Editorial: No wrecking ball needed to fell Amendment 3

Same-sex marriage ban about to fall
This is an archived article that was published on sltrib.com in 2014, and information in the article may be outdated. It is provided only for personal research purposes and may not be reprinted.

"All successful revolutions are the kicking in of a rotten door." — John Kenneth Galbraith

The state of Utah — or, more precisely, its stable of expensive hired guns — has made its final written plea to the 10th Circuit Court of Appeals in its desperate attempt to preserve the state's anti-gay marriage referendum, Amendment 3.

As an attempt to defend the indefensible, the filing is astounding — though far from alone — in its denial of just how quickly the consensus of the civilized world has changed on this issue.
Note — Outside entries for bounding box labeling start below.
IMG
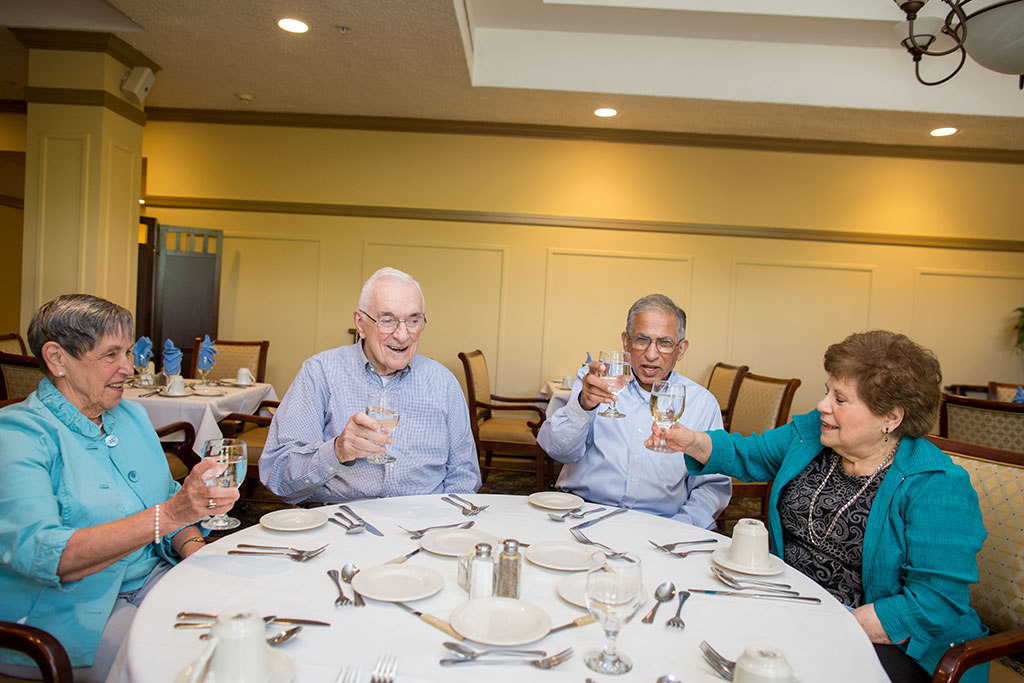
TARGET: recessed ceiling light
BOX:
[278,19,309,33]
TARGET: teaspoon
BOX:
[640,581,676,624]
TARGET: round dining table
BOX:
[109,495,888,683]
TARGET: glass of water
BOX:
[647,380,686,453]
[584,551,644,674]
[201,438,249,530]
[367,389,399,465]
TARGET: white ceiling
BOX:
[0,0,1024,151]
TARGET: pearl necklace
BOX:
[807,441,899,546]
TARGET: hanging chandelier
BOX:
[894,0,1024,90]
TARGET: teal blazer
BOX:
[686,411,988,683]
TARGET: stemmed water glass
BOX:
[597,351,633,418]
[647,380,686,453]
[367,389,400,465]
[585,551,644,674]
[201,438,249,530]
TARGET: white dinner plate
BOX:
[352,564,444,602]
[526,490,584,510]
[259,508,327,531]
[555,572,587,609]
[174,648,295,683]
[450,598,551,647]
[525,541,594,571]
[420,528,502,557]
[711,547,785,577]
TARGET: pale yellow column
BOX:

If these arguments are the best that Utah's all-star legal team could come up with, the state would have been better off to just save its money and concede, along with the attorneys general of, so far, seven other states, that the debate is over.

The brief, filed Friday, breathlessly describes its defense of Amendment 3 as an attempt to protect the state, and its power to limit the definition of marriage, from the "unprincipled judicial wrecking ball" that was hurled at it by last year's federal district court ruling overturning that initiative as unconstitutional.

But, as Professor Galbraith explained, social change doesn't require anything so monstrous as a wrecking ball. Just a pair of sensible shoes. And a door that was about to cave in anyway.

The stupefying thing about the state's final written brief — oral arguments are set for April 10 — is that the hinges it tries to hang its old door on are little more than an irrational fear that, should same-sex couples be allowed to share the legal benefits and responsibilities of state-sanctioned marriage, that will somehow cause widespread and destabilizing changes in the way heterosexuals behave, form attachments, care for children and other important things that they have been doing, pre-Amendment 3, for thousands of years.

As if the human predilections for love, bonding and reproduction, evolutionarily hard-wired into darn near everybody, would suddenly be swept aside by opening the institution of civil marriage to a minority of people whose lives would be immeasurably benefited, at no cost to anyone else.

Further, the state's argument that the recognition of same-sex marriage risks a dangerous drop in the human birth rate assumes two equally absurd ideas. One, that gay people don't have children (they do) and, two, that how many children people have is any of the state's business (it isn't).

If this is all its defenders have, Amendment 3 is on its way out. And not a moment too soon.